At first glance, Clemson University’s Will Henderson looks like he’s moving a house. The white box trailer hitched to his pickup truck resembles that of a popular moving and storage company.

Instead, Henderson is towing the newly equipped Clemson University Mobile Precision Ag Lab, a mini data-center on wheels that takes Clemson agricultural research from the field to the farmer. http://www.youtube.com/watch?v=4Ni9nqQ-lKg.

From the back of the trailer, Henderson can share real-time results of Clemson studies and demonstrate the principles of precision agriculture.

Think of it as less “U-Haul,” more “U-Learn.”

“It’s a traveling road show for precision ag,” Henderson said.

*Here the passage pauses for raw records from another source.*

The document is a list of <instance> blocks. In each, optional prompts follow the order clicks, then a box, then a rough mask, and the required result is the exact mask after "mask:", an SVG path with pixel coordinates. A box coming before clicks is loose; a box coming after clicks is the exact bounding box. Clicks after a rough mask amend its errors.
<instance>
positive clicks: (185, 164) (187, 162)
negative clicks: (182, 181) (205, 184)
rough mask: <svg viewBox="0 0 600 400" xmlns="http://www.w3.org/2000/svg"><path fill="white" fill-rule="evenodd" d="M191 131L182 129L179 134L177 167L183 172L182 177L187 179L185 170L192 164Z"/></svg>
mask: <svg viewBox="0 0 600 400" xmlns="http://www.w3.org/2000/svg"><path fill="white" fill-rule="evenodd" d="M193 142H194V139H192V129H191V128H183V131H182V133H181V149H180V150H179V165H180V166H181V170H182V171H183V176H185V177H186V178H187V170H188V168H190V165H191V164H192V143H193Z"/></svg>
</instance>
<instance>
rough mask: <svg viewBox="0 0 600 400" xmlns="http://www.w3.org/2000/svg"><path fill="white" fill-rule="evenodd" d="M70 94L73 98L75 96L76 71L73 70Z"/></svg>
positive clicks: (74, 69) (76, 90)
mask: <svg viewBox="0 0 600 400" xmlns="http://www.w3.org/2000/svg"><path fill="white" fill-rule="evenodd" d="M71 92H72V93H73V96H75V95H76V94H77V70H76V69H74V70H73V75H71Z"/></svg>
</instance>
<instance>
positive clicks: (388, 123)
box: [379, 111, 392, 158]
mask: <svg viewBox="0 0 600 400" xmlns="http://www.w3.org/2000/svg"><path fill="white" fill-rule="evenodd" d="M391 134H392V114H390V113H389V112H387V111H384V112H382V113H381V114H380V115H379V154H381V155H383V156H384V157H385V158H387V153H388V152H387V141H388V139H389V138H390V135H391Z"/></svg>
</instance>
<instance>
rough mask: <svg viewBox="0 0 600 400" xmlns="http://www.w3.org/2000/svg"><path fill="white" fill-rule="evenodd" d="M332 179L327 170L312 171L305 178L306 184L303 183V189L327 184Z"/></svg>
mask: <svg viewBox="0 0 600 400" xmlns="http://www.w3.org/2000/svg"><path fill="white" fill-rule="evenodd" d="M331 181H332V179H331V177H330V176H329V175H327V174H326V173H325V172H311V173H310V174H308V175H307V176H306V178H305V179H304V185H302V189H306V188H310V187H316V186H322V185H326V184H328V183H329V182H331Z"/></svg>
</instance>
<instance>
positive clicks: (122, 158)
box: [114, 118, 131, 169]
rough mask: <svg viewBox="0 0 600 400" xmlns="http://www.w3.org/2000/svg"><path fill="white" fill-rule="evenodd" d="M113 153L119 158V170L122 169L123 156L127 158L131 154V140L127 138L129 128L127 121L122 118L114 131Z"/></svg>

Precision agriculture is the practice of using remote-sensing, soil sampling and information-management tools to optimize agriculture production.

The intent is to improve the accuracy of applying water or chemicals within a field. The finite management of precision agriculture is in contrast to whole-field or whole-farm management where decisions are uniformly applied. This approach helps protect the environment and improve both yields and the grower’s bottom line.

“It’s micro-managing individual parts of the field,” Henderson said. “Precision ag can help increase a farmer’s net return by applying these principles on a site-specific basis.”

Recognizing that not everyone has the time and means to visit field days at Clemson’s research and education centers, Henderson can take the Precision Ag Lab to agricultural events and on-farm workshops around the state.

After connecting a laptop computer to a high-definition television, Henderson can stream data live via the Internet from the Edisto Research and Education Center, where Henderson is based, and other Clemson research centers statewide.

Data from in-ground moisture sensors, yield monitors and other devices allow farmers and growers to view test results up close and learn how they could apply the techniques on their own land.

Henderson even has an “ag cam” that he plans to mount in a combine or cotton picker cab and focus on a precision ag display, such as a spray or steering system. The image can be streamed wirelessly to the trailer via the Internet.

Instead of groups of people climbing into the cab to see how the system operates, the live video can be viewed on the Precision Ag Lab’s TV for discussion in a group setting.

“What we’re aiming to do here — much like the principles of precision agriculture — is help make farmers and growers as efficient as possible, and ultimately save them money,” Henderson said.